Apple won't release any information about the new devices until _tomorrow_.
There are plenty of times when predictions have been completely wrong, even up
to the day before the event. Yes, many of the predictions are likely to be
correct, but talking about this stuff as though it's a 100% certainty is
absolutely absurd.

Aside from that, Apple is moving into being a services company. Something like
20% of their annual revenue now comes from services, and they're moving to
make more steps in that direction. Strictly looking at Apple as a hardware
company now is, perhaps ironically, a very antiquated perspective.

> They haven't done anything innovative since this device. [holds up AirPods]

The AirPods were released less than 3 years ago. Are we expecting them to
release a new AirPods-level innovation every year or something? I mean,
seriously, this just doesn't make sense.

And you know what? Not every product is meant for every user. Their new
display for media professionals blows its competition out of the water and is,
by plenty of definitions, innovative.

> They're one year behind Samsung on 5G.

New cell bands aren't some big metric to make such earth-shattering claims
like "fire the CEO" about. I remember when 4G was rolling out and... okay, it
was in Boston and SF for like a whole year before it got to where I live
(which is not a huge city, but also not a tiny nowhere). There's no need to be
on the cutting edge of this stuff until the network is actually supported in
more than a few cities. There are really very few cities in the US with good
support for 5G right now, so why waste money using 5G-capable chips when most
users won't be able to make use of them? (See:
[https://www.cellularmaps.com/5g-coverage.shtml](https://www.cellularmaps.com/5g-coverage.shtml)
)

> And [Apple] just have way too much pride. They think that they make the best
> products in the world and nobody else can. Incorrect. Tesla, Peloton,
> Facebook, Google, all making wonderful products right now.

You really want to mention Facebook as making "wonderful products" after
everything they've been in the news for the past couple of years? This really
makes me wonder about the speaker.

Google has also been in some hot water for some of their policy decisions
lately, though not so bad as Facebook. Tesla's recent roll-out of the Model 3
was plagued with issues (which have since been mitigated), and while most
people love them there have definitely been some issues here and there.

I guess what I'm saying is that I agree that Apple's products are not
inherently better than all of these companies, but neither are these companies
better than Apple\\* (which is what the speaker appears to be saying).

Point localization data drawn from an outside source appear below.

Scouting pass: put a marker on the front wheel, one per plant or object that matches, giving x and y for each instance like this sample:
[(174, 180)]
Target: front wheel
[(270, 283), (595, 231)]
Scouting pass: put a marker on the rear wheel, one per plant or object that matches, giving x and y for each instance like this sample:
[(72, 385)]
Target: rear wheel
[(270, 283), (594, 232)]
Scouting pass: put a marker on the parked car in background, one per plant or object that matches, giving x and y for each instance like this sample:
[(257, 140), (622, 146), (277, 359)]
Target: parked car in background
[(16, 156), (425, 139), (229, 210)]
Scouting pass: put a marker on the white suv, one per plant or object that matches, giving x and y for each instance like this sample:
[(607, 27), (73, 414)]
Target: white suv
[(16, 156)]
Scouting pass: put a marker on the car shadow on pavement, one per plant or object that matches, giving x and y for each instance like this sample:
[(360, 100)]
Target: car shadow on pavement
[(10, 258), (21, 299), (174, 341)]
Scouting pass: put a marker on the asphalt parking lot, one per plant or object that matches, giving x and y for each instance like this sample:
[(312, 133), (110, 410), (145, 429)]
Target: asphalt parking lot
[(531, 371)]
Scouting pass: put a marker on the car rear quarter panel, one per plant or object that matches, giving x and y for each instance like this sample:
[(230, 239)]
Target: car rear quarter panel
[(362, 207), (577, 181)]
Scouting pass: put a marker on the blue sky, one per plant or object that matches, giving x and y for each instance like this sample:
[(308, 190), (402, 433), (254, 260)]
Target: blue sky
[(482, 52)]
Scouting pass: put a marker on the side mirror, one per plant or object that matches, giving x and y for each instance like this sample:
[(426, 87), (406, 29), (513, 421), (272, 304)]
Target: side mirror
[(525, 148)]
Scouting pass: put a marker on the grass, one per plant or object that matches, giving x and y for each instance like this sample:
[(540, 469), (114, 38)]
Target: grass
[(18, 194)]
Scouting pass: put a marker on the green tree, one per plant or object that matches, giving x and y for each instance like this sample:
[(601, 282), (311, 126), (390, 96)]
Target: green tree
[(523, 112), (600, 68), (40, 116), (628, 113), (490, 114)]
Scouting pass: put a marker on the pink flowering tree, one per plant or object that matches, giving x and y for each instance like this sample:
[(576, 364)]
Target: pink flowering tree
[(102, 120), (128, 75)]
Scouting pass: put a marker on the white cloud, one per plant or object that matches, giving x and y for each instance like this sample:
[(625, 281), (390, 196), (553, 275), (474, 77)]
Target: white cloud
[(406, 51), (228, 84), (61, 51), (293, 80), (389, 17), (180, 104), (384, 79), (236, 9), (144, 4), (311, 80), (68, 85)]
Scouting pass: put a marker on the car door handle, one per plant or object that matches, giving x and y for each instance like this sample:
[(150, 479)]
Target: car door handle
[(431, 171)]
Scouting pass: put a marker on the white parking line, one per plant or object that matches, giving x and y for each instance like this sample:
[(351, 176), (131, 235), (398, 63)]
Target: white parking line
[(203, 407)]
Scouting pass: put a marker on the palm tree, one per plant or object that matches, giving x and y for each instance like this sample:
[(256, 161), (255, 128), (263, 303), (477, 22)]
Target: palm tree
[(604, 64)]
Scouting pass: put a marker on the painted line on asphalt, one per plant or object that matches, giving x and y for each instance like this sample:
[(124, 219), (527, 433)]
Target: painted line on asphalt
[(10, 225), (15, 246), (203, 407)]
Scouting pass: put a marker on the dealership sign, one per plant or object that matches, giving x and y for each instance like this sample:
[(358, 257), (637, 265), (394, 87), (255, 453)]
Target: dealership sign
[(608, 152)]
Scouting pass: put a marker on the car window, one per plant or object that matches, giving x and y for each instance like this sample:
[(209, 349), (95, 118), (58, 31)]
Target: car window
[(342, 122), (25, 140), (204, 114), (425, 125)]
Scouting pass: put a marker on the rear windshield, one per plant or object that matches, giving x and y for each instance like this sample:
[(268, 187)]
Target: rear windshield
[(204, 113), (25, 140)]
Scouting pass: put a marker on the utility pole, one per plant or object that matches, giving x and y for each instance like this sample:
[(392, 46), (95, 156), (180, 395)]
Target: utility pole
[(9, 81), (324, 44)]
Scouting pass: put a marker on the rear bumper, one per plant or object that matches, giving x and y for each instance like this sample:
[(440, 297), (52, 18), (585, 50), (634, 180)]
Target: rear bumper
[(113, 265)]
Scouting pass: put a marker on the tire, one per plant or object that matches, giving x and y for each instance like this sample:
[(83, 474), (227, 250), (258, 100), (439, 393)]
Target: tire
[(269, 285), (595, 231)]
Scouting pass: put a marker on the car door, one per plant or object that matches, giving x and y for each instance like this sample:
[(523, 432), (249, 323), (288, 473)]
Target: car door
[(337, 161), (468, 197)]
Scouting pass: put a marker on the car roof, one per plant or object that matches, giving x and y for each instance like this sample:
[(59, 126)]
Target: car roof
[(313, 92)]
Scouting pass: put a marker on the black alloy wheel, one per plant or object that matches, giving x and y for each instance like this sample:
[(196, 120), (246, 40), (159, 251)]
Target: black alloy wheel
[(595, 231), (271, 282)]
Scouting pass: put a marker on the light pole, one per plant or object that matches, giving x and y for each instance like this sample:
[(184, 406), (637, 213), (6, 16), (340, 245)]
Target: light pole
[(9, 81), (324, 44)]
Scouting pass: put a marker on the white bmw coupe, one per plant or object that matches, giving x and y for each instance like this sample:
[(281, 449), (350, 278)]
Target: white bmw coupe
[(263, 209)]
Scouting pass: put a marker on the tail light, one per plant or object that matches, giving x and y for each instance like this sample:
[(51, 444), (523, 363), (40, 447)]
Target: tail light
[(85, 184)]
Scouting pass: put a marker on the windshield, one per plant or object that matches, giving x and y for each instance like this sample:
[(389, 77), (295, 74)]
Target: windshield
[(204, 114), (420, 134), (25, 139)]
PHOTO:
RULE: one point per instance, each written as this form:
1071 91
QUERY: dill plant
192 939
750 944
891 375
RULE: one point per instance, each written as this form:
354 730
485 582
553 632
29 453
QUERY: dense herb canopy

\\*Except Facebook, which is worse than all the above companies in my opinion.

> The Pixel 3 with Google Phi is a better experience than the iPhone.

I mean, this is 100% subjective. Plenty of people have used both and prefer
the iPhone experience. It's all a matter of taste. The speaker shouldn't be
acting like his opinion is really a fact.

\---

What I came away from this with was a feeling that the speakers don't really
understand what they're talking about (with regard to this specific issue).
And while I am also disappointed that Apple haven't "innovated" with regard to
their main product lines lately, I also think they seem to be doing fine as a
company and they have plenty of time to wow us with something in the next
couple of years before I start to lose interest.